Infinite replacement loop with typographical apostrophe

Hello,

We implemented some XML rules to comply to a specific English style guide where straight quotes (') should be replaced with typographical quotes (), such as:

<rule id="rule10" name="possessive form">
  <regexp type="exact">(\p{Alpha}+)'(\p{Alpha}+)</regexp>
  <message>Use a smart single quotation mark for apostrophe</message>
  <suggestion>\1’\2</suggestion>
  <url>xxx</url>
  <example correction="actress’s">An <marker>actress's</marker> role</example>
</rule>

It worked fine until LanguageTool 5.2, but since 5.3 some of the rules activate also when the input contains a typographical quote, leading to infinite replacement loops.
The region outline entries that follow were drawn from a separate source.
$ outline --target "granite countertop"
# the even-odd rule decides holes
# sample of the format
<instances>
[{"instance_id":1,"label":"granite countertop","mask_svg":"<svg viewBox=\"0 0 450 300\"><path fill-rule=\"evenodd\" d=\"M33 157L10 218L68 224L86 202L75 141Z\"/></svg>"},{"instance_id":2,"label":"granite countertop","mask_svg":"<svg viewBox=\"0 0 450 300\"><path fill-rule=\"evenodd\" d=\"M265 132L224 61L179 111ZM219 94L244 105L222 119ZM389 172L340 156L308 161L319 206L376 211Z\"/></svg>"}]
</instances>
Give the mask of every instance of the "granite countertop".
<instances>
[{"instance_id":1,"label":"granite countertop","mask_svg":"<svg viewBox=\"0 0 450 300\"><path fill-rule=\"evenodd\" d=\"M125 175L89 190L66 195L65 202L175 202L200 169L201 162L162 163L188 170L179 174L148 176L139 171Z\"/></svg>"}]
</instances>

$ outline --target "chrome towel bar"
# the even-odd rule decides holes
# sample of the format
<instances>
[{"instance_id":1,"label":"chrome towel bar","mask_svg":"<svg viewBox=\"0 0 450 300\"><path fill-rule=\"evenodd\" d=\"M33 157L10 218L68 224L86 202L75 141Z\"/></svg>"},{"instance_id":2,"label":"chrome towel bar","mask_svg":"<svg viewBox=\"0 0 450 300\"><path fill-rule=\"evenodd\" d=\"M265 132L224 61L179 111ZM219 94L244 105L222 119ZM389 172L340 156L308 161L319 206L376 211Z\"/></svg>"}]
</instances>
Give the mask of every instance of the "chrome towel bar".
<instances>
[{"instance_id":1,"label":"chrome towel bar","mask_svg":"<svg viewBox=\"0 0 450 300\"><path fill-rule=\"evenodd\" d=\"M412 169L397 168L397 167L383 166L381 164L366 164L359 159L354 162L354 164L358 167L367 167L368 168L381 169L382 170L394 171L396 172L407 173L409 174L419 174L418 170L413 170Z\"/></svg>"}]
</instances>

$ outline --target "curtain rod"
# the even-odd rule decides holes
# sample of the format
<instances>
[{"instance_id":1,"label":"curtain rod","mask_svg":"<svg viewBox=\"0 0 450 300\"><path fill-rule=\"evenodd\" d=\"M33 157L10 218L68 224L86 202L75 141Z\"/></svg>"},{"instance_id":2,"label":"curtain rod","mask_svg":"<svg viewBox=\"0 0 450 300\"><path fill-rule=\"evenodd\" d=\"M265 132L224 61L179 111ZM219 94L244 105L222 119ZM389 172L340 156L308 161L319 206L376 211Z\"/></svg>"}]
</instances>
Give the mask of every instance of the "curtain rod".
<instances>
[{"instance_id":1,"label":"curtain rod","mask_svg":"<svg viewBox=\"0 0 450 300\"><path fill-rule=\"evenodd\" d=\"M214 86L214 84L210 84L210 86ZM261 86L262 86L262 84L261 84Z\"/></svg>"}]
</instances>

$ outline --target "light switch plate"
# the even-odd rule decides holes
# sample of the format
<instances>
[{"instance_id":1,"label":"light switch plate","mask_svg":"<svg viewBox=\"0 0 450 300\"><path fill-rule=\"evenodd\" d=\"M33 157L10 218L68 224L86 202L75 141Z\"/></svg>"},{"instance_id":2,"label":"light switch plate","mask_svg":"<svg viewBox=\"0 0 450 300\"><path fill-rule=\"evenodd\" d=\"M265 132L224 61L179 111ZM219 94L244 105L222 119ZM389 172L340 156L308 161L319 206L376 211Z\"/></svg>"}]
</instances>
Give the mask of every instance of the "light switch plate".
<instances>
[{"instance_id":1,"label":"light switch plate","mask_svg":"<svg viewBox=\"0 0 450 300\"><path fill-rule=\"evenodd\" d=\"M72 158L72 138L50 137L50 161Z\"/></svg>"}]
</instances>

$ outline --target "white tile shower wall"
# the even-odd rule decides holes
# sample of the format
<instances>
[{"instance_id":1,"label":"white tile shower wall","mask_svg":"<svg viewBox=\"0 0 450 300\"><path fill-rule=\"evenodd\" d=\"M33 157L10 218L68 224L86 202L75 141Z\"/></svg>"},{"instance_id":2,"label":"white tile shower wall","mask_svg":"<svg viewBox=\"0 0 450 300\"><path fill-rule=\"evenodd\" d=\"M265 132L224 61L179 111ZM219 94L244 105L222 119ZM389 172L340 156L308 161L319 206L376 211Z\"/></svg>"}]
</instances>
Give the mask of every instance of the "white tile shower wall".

Apparently this is due to the recent efforts to unify the handling of quotes, and the fact that the English tokenizer now replaces typographical quotes with straight ones:

Hari’s car.

<S> Hari[Hari/NNP,B-NP-singular|E-NP-singular]'s['s/POS,B-NP-singular] car[car/NN,E-NP-singular].[./.,</S>./PCT,O]

Is there a way to deactivate this automatic replacement? Or can we expect the same behaviour as for French/Catalan (Handling apostrophes, quotes and other typography issues (French, Catalan...) · Issue #3390 · languagetool-org/languagetool · GitHub) to be implemented for English as well? A “containsTypographicApostrophe” tag would solve our issue.

The “user setting for typographical/typewriter apostrophes” ([fr] incosistent apostrophe suggestion · Issue #5239 · languagetool-org/languagetool · GitHub) would also be an alternative; is it planned for the future?

Thank you,
Adrien

Thanks for the report. I am aware of this issue, and I will try to provide a solution as soon as possible.

1 Like

Here is the solution: [en] new rule and filter TYPOGRAPHICAL_APOSTROPHE · languagetool-org/languagetool@9c5ec14 · GitHub

It is not a full solution. Other XML rules are needed for apostrophe after “s” (United States') or for quotation marks (‘this is a quotation’).

That was fast, thanks a lot!
We will adapt our rules similarly for other cases.